Zentraler Test zur Kontrolle

■ „Schwachsinn“oder „notwendiger Schritt in eine Qualitätsdebatte“an Bremens Schulen: USUS, der Vergleichstest für alle SchülerInnen eines Jahrgangs, ist umstritten

ür Schülervertreter Jan Fries sind sie schlicht „schwachsinnig“, weil sie reines Faktenwissen abfragen. Die Sprecherin der Gewerkschaft Erziehung und Wissenschaft (GEW), Yasmina Wöbbekind, hält sie für „pädagogisch fragwürdig“und befürchtet ein unseriöses „Ranking von Schulen“als Ergebnis: Die von der Bremer Bildungsbehörde vorbereiteten flächendeckenden Vergleichstests für alle SchülerInnen der Jahrgangsstufen 4, 6 und 10 erregen die Gemüter in Bremens Schullandschaft. Und die sind nach dem Konflikt um die Arbeitszeiterhöhung für Lehrer ohnehin noch sehr aufgewühlt.
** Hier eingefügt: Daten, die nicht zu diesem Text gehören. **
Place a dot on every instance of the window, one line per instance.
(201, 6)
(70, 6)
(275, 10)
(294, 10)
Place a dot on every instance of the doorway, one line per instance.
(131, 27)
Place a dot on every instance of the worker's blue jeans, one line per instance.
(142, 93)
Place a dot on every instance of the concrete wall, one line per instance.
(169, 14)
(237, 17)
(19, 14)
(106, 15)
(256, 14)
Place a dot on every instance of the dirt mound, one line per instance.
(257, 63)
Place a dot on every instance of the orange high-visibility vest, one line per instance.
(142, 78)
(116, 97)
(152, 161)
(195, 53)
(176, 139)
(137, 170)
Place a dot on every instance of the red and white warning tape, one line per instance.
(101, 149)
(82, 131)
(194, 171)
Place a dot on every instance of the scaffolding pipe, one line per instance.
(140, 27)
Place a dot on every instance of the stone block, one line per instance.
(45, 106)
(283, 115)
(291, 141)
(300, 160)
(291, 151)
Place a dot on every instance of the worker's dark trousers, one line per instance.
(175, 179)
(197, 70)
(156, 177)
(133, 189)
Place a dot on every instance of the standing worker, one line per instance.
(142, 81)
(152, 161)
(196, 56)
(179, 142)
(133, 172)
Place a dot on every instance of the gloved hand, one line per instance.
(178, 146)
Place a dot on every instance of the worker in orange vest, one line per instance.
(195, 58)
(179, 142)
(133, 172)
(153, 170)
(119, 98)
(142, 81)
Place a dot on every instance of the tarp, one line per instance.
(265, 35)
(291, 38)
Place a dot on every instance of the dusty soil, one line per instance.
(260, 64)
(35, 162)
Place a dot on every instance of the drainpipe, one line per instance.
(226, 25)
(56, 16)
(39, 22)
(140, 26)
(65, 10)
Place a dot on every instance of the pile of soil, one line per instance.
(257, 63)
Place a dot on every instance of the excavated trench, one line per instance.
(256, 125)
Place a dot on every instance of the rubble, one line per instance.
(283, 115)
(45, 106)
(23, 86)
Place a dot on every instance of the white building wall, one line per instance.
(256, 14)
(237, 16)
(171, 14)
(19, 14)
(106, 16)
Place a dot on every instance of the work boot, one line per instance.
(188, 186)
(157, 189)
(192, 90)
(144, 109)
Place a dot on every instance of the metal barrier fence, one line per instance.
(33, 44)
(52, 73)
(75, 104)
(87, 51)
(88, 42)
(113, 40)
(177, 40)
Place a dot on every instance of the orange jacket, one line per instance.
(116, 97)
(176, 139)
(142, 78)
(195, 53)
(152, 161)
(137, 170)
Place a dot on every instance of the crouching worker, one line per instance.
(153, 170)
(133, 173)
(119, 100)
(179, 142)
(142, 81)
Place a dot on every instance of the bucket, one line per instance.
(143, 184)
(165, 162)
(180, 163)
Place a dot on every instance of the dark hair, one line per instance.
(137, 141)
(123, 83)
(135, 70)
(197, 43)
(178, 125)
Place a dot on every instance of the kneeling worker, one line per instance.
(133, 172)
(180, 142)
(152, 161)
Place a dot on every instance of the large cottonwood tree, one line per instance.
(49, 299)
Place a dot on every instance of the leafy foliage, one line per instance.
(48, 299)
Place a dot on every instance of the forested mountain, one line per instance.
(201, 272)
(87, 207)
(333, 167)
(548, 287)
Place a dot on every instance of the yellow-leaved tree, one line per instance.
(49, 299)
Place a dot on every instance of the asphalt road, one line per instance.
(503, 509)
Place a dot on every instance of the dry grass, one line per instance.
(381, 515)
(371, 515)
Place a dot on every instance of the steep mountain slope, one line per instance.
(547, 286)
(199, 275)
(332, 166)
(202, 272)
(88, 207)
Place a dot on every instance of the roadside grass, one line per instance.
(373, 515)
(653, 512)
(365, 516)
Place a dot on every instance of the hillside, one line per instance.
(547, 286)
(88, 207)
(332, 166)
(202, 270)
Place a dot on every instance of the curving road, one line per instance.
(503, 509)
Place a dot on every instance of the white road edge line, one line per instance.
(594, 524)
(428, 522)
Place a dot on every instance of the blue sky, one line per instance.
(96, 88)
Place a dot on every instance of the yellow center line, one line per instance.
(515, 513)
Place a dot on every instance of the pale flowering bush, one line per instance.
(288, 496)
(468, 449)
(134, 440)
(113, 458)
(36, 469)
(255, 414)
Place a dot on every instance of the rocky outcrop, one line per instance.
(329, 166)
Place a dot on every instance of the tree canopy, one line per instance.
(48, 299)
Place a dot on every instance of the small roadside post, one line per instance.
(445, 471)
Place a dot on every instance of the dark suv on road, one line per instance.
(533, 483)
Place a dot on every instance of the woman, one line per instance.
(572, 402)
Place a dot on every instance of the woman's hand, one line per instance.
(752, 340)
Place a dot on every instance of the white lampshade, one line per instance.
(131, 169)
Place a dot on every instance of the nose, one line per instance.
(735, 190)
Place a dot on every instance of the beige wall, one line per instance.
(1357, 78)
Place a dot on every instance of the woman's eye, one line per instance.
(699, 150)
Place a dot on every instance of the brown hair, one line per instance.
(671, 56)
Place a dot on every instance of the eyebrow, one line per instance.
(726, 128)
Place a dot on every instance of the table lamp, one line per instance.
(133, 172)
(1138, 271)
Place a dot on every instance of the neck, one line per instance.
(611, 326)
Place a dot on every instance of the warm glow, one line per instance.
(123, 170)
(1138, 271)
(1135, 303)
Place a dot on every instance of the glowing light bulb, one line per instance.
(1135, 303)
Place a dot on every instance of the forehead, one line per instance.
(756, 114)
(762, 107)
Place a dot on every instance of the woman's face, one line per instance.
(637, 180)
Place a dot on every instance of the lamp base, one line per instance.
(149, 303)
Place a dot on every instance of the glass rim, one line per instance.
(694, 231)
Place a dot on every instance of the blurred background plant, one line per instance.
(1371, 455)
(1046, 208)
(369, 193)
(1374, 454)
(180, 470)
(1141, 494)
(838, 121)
USUS (Untersuchung der Leistungen von Schülerinnen und Schülern) heißt das Projekt, bei dem an einem Tag im Januar sämtliche 1.500 SchülerInnen, die in Bremen einen Jahrgang besuchen, in einem zentralen Test ihre Kenntnisse in Mathematik, Deutsch und Englisch zu Papier bringen sollen. Für die Grundschüler der vierten Klassen hat man sich nach Protesten der Grundschulkonferenz auf ein Verfahren geeinigt, bei dem die Schulen ihre Tests selbst erarbeiten und ihre Ergebnisse an die Behörde melden. So soll berücksichtigt werden, daß es gerade in der Grundschule nicht nur um Wissensvermittlung geht, sondern auch soziales Verhalten und Lernfortschritte den Schulerfolg ausmachen.

Bildungssenatorin Bringfriede Kahrs (SPD) möchte mit USUS eine Debatte über die Qualität von Schule anstoßen. „Qualitätskontrolle des Unterrichts gehört laut Schulgesetz zu den Aufgaben der Schulen“, sagt ihre Sprecherin. Ziel sei letztlich, den verbreiteten Klagen der jeweils höheren Schulstufe über die Vorarbeiten der unteren Stufe zu begegnen. Denn allzuoft beschwerten sich etwa Lehrer der Sekundarstufe I, daß sie einen großen Teil des siebten Schuljahres beschäftigt seien, die Lücken aus der Grundschule zu stopfen und ihre Schützlinge auf einen halbwegs einheitlichen Wissensstand zu bringen. Ähnliche Klagen sind auch von Ausbildungsbetrieben oder Universitäten zu hören, deren Anforderungen in einer späteren Stufe des USUS-Projekts mit in den Vergleichstests berücksichtigt werden sollen. „Aber wir müssen ja erstmal mit einem überschaubaren Feld beginnen“, rechtfertigt Helge R. Meier aus der Schulinspektion, die bei USUS federführend ist, die Konzentration auf Wissensfragen in der ersten Stufe.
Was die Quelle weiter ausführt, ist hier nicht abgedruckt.